School district tried to ‘whitewash’ Asian academic achievements

, Nic Valdespino, Leave a comment

Last November, North Thurston Public Schools, located east of Olympia, Washington, made headlines when their yearly “equity report” removed Asian students from the “person of color” category. Instead, they were lumped in with whites in a dishonest attempt to emphasize the “persistent opportunity gaps” experienced by minority populations. After intense pushback, the district removed the controversial report from its website yet defended the decision by stating, “When we reviewed our disaggregated data it showed that our district is systemically meeting the instructional needs of both our Asian and White students and not meeting the instructional needs for our Black, Indigenous, Multi-racial, Pacific Islander and Latinx students.”

Essentially, Asian-Americans were declared “white adjacent” because they outperform all other racial groups in the classroom, including whites.  Instead of appreciating the cultural values that encourage this level of academic success, the school district manipulated its data to support the argument that “systematic racism” is holding minority students back. Considering that hate crimes against Asian-Americans have spiked by 150% amid the COVID-19 pandemic and Asian populations were held in internment camps as recently as 1945, the motivations behind the move are illogical and misleading. Nonetheless, the Biden Administration has chosen to follow North Thurston’s lead by throwing its weight behind the concept of equity which often penalizes Asian Americans for their success.

With President Trump at the helm, the United States government was committed to empowering students to achieve regardless of their race or national origin. Under Trump, the Department of Education reversed Obama-era guidelines which allowed universities to consider race in the admissions process to improve diversity on college campuses. With the decision, President Trump ensured that the future prospects of any student would not be limited solely based on the color of his or her skin.

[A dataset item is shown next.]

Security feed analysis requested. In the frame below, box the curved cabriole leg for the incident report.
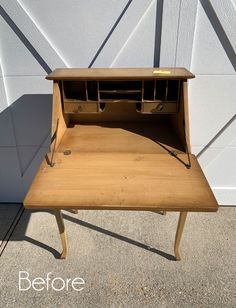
[54,210,68,259]
[174,212,188,261]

Trump’s commitment to race-blind admissions was further cemented when his Department of Justice filed suit against Yale University alleging that the school racially discriminates against Asian and white applicants. The lawsuit claimed Yale managed to racially balance its classrooms through the use of a process that considers race at numerous different stages. These stages multiply the effect of race on a student’s chance for admission. As a result of this race-based selection, Asian Americans and whites are only one-tenth to one-fourth as likely to be accepted into Yale when compared to African Americans with comparable academic credentials. According to the DOJ complaint filed last year, “Yale rejects scores of Asian American and white applicant each year based on their race, whom it otherwise would admit.” The Asian American Coalition for Education, a group composed of over 100 Asian-American civil rights organizations, fought vigorously to push constitutional complaints against Harvard (2018) and Yale in an effort to protect their children’s educational freedom from the decisions of Ivy League admission departments. Nonetheless, the Biden administration dropped the lawsuit last month “in light of all available facts, circumstances, and legal developments,” marking a stark turn away from the Trump-era commitment to “race-blindness” in college admissions.

Contrary to the actions of the Biden administration and the activist Left, Asian Americans should not be punished for their academic success. Instead, in an effort to ensure equality among all races, admissions processes should be entirely merit-based and should reward students who excel in the classroom in a fair, even-handed manner.